Providence called the charges "inaccurate and unfair," saying that when the attorney general's office "first raised their concerns with us two years ago, we cooperated fully and in good faith. That is why it is inconceivable that the AG has chosen now to file this complaint, which runs counter to the facts we provided to his office."

Ferguson has had success with these types of lawsuits twice before:

  • CHI Franciscan provided $41 million in debt relief and $1.8 million in refunds, in addition to rehabilitating the credit of thousands of patients who were not offered charity care when they were eligible at eight of its hospitals in Washington. It also paid $2.46 million to the Attorney General's Office to cover the costs of the investigation and enforcement of the Consumer Protection Act.
  • Capital Medical Center provided at least $250,000 in refunds and more than $131,000 in debt relief for violating charity care rules. In addition, Capital paid $1.2 million to the Attorney General's Office.

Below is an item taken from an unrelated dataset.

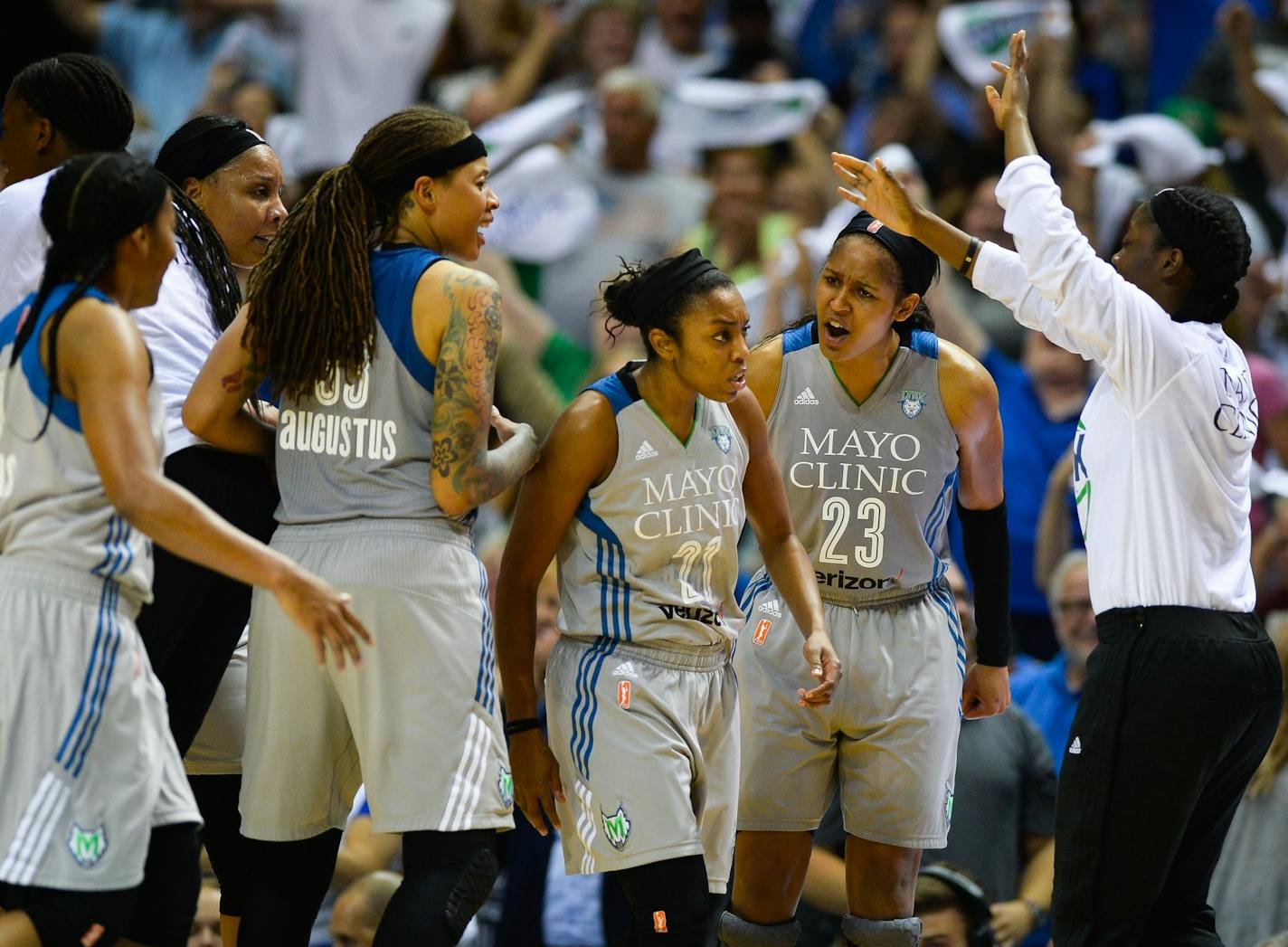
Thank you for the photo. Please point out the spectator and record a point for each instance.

Washington lawmakers are currently seeking to improve consumer protections from hospital bills. HB 1616 would increase the number of Washingtonians eligible for financial assistance with their out-of-pocket healthcare costs.

Hospitals are increasingly coming under fire for their charity care practices. For instance, a report from the North Carolina state treasurer's office found that hospitals there are routinely billing low-income patients who should qualify for charity care.

Alexandra Wilson Pecci is an editor for HealthLeaders.